Une crise du logement qui s’aggrave et un besoin impératif de produire du logement social
Tous les voyants du mal-logement sont au rouge, qu’il s’agisse des difficultés d’accès, des mauvaises conditions d’habitat ou encore du blocage des parcours résidentiels. En effet, en Occitanie, 217 915 demandes de logement social ont été enregistrées en 2025, un chiffre en hausse de plus de 6 % par rapport à 2024. Seuls 14,2 % de ces ménages demandeurs ont obtenu l’attribution d’un logement en 2025. La situation du logement social continue de se dégrader et la production persiste à ignorer les besoins des ménages. En effet, alors que plus de 70 % des demandeurs ont des ressources inférieures au plafond de loyer le plus social (PLAI), la production, quant à elle, se concentre sur les logements PLUS et PLS avec des conséquences directes sur les ménages qui risquent de se trouver en difficulté pour assumer leur loyer et sur les bailleurs sociaux qui se voient quelquefois contraints de baisser leur quittancement.
« L’an dernier nous avons cherché à collecter les arguments des élus dans des communes déficitaires au titre de la loi SRU, de comprendre pourquoi ces communes ne répondaient pas à leurs obligations. La raison souvent mise en avant était la loi ZAN comme principal frein à la production de logements sociaux. Nous avons donc décidé de poursuivre le travail en cherchant à identifier des leviers pour produire autrement, tout en répondant aux exigences de cette loi. » détaille Sylvie Chamvoux, directrice de la Fondation pour le Logement en Occitanie.

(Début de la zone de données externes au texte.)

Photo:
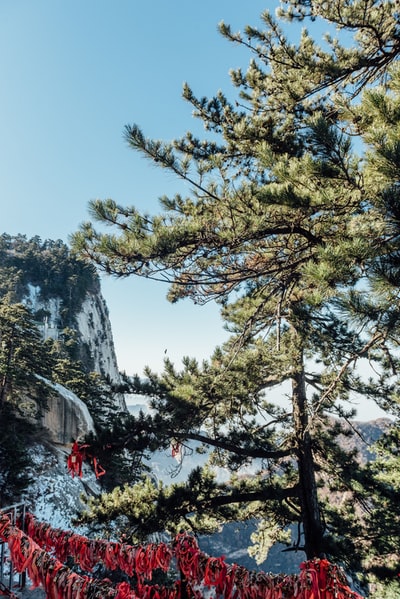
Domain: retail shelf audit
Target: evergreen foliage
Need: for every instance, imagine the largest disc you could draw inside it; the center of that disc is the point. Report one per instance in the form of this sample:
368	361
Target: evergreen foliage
296	236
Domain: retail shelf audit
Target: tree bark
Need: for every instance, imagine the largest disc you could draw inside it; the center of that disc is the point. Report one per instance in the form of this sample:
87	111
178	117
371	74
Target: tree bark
311	516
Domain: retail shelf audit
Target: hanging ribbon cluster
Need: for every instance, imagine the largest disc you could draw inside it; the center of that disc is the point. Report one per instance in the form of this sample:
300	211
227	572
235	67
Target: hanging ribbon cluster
318	579
75	460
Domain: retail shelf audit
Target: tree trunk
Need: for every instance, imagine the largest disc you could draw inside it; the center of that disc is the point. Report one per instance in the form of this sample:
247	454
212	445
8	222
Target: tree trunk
312	526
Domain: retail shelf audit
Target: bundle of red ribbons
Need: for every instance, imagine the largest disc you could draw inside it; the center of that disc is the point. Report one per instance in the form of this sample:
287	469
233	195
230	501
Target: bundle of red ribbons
42	550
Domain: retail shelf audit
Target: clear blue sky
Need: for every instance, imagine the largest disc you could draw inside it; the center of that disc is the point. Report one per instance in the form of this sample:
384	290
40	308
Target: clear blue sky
73	74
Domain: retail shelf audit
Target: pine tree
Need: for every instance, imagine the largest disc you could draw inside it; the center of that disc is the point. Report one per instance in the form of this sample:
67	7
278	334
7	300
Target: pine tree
283	227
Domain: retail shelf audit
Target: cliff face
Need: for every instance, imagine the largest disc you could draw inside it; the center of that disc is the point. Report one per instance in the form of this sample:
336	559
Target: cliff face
67	417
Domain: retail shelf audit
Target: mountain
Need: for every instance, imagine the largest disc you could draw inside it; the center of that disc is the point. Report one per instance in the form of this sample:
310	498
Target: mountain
63	297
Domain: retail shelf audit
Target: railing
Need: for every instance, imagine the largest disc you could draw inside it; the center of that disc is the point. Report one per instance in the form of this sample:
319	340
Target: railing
7	573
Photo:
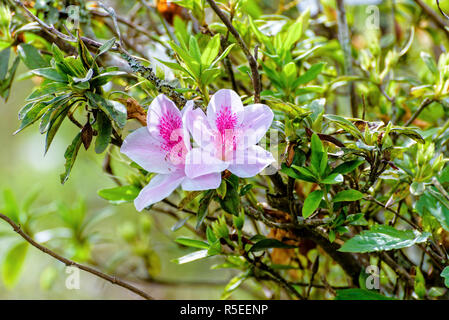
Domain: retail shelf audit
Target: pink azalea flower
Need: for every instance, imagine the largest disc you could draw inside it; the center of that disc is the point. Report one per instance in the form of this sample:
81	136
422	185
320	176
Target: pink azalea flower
227	137
161	147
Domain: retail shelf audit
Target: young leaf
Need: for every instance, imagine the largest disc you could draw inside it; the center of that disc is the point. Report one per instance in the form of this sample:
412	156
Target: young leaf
197	255
445	275
13	264
192	243
113	109
70	157
204	205
268	243
359	294
348	195
104	129
120	194
51	74
312	203
382	238
347	167
333	178
31	56
211	51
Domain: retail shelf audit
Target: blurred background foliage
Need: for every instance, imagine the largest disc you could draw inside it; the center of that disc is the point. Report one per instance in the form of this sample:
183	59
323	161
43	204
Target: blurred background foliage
85	227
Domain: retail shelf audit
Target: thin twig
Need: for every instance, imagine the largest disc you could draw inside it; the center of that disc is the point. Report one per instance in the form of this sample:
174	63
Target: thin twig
343	36
68	262
423	105
434	16
251	59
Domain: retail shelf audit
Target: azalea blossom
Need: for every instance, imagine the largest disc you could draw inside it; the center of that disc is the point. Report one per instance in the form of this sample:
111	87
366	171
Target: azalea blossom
227	137
161	147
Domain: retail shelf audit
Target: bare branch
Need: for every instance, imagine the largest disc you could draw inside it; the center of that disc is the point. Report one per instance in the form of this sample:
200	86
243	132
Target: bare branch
68	262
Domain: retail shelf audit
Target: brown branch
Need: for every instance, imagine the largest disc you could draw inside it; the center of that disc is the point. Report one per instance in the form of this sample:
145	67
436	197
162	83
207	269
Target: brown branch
68	262
251	59
434	16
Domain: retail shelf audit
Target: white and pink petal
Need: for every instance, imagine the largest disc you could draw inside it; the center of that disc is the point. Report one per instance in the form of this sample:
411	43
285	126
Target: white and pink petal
225	110
200	162
251	161
159	188
205	182
146	151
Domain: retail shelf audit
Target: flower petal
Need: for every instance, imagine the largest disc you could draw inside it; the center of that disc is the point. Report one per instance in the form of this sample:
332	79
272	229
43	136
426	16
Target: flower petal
200	162
162	118
143	149
249	162
185	112
160	187
199	127
225	110
256	122
206	182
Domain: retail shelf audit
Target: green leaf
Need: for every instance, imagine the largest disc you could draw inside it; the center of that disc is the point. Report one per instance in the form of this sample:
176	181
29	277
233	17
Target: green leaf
382	238
13	264
420	284
302	173
54	126
104	129
346	125
50	73
113	109
194	49
209	75
268	243
360	294
11	208
317	153
31	56
223	55
348	195
296	30
233	285
348	166
120	194
192	243
211	51
231	202
311	203
433	202
105	47
409	133
203	208
445	275
70	157
4	63
32	115
197	255
430	63
333	178
310	74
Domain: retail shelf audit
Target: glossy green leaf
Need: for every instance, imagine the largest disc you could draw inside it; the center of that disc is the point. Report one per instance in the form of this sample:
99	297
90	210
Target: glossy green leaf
31	57
120	194
13	264
348	195
312	203
359	294
383	238
269	243
192	243
70	157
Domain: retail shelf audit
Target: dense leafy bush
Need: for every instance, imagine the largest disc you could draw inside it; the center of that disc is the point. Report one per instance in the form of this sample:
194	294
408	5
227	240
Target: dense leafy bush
337	112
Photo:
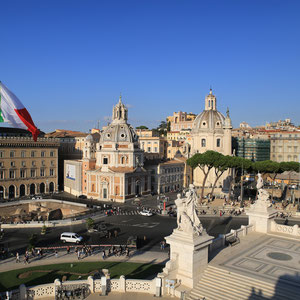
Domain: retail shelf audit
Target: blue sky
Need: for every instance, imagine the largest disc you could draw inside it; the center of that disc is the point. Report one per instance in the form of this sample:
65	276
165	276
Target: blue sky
69	60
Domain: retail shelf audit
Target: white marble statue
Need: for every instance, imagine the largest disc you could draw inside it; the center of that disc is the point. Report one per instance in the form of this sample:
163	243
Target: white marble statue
263	195
187	219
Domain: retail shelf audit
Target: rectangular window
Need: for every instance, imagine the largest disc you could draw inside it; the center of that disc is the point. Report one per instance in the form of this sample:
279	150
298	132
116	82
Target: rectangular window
22	173
11	174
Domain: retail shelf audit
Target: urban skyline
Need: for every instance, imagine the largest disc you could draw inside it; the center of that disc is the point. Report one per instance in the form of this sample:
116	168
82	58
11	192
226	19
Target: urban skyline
69	61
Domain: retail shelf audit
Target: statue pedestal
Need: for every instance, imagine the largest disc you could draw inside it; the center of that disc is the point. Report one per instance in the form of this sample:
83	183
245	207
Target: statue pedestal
188	257
261	215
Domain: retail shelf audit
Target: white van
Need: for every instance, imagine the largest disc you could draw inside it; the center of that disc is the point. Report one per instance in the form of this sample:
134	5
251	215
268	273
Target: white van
71	237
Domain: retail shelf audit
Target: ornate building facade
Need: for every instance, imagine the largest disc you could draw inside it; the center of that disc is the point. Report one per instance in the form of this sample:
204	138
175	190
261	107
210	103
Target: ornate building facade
27	167
113	168
211	131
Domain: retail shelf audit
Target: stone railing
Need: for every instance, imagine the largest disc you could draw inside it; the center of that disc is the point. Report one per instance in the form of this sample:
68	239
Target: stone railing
65	222
279	228
219	242
91	285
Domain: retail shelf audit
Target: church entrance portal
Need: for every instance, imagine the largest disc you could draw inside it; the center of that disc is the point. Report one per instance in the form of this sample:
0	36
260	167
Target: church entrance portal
32	189
11	192
137	188
22	190
1	192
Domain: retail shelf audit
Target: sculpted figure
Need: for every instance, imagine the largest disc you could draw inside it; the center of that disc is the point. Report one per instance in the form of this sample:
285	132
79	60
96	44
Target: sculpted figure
263	195
187	219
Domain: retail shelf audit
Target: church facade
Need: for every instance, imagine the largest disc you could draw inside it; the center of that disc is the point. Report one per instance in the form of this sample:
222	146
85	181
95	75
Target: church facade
211	131
112	169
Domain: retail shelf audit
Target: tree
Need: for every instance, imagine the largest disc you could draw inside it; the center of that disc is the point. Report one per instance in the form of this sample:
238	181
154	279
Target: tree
90	223
205	161
221	164
273	168
169	126
162	128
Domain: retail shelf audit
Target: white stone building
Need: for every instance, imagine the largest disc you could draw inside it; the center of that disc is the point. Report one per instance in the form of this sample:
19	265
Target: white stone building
211	131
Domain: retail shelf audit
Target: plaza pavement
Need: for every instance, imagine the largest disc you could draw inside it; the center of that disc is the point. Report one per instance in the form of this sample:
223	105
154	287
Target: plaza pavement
152	257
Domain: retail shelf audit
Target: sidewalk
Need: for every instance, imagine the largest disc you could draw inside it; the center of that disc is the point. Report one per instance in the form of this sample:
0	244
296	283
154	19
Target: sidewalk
151	257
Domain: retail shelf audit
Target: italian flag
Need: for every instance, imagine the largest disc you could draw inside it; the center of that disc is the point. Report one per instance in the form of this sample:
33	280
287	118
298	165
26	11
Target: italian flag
14	112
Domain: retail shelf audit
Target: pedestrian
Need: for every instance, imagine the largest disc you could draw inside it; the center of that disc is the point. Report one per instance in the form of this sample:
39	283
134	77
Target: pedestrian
17	257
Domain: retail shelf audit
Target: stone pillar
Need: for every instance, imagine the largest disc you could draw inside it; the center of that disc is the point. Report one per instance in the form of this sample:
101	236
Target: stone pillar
103	286
158	284
23	292
260	216
91	283
188	256
122	286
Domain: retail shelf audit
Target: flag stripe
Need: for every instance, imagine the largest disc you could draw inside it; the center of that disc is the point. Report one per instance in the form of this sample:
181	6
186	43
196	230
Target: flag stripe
27	120
14	112
1	118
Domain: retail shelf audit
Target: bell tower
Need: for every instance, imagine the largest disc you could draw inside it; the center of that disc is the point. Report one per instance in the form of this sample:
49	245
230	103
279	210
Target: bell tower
210	101
120	113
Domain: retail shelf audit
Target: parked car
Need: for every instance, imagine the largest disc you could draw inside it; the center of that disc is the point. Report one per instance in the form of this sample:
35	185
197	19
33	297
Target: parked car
146	213
71	237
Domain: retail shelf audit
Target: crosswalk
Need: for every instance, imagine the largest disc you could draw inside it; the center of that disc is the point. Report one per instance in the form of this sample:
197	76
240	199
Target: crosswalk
127	213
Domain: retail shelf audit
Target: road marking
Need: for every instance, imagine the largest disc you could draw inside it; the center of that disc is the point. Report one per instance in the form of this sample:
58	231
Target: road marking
146	225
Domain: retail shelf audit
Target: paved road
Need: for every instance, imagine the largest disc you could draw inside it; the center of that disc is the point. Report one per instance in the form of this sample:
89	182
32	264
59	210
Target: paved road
155	228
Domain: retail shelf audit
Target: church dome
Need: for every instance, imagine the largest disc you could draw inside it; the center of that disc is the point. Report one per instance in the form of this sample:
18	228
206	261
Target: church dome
118	133
210	118
119	130
89	138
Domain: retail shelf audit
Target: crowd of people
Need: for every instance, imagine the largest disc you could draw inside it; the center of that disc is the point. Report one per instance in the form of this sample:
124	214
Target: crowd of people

Les exemples de trois petites villes de l’Hérault face à l’équation complexe de la sobriété foncière et de la solidarité
Pour mieux identifier les mécanismes, trois communes du département de l’Hérault, à savoir Poussan, Castries et Saint-André-de-Sangonis, ont été sélectionnées pour leur engagement dans une réflexion sur la sobriété foncière, avant d’être étudiées. Face à la tension entre sobriété foncière et besoins en logements s’adapter ne suffit plus. Cette étude a permis de montrer qu’il est possible d’imaginer un nouveau modèle d’aménagement en optimisant le foncier, en réhabilitant les centres anciens ou en densifiant tout en créant des espaces collectifs mutualisés pour plus de solidarité.
« Depuis 2021, la loi ZAN est régulièrement attaquée. Il n’en reste pas moins que des élus réussissent à garder le cap et travaillent à répondre concrètement en conjuguant ambition écologique et justice sociale. », conclut Sylvie Chamvoux.
Le logement dans les municipales à Montpellier à 2026
Dans la continuité de ce travail, la Fondation pour le Logement a souhaité donner la parole à des candidats à la mairie de Montpellier, ce jeudi 26 février 2026, au Corum à Montpellier, pour débattre de leur programme autour du logement et de la possibilité de concilier un urbanisme plus résilient et la production de solutions de logements pour tous. À la veille des élections municipales la Fondation pour le Logement souhaite rappeler que la lutte contre le mal-logement devra figurer au centre des engagements de chacun des candidats.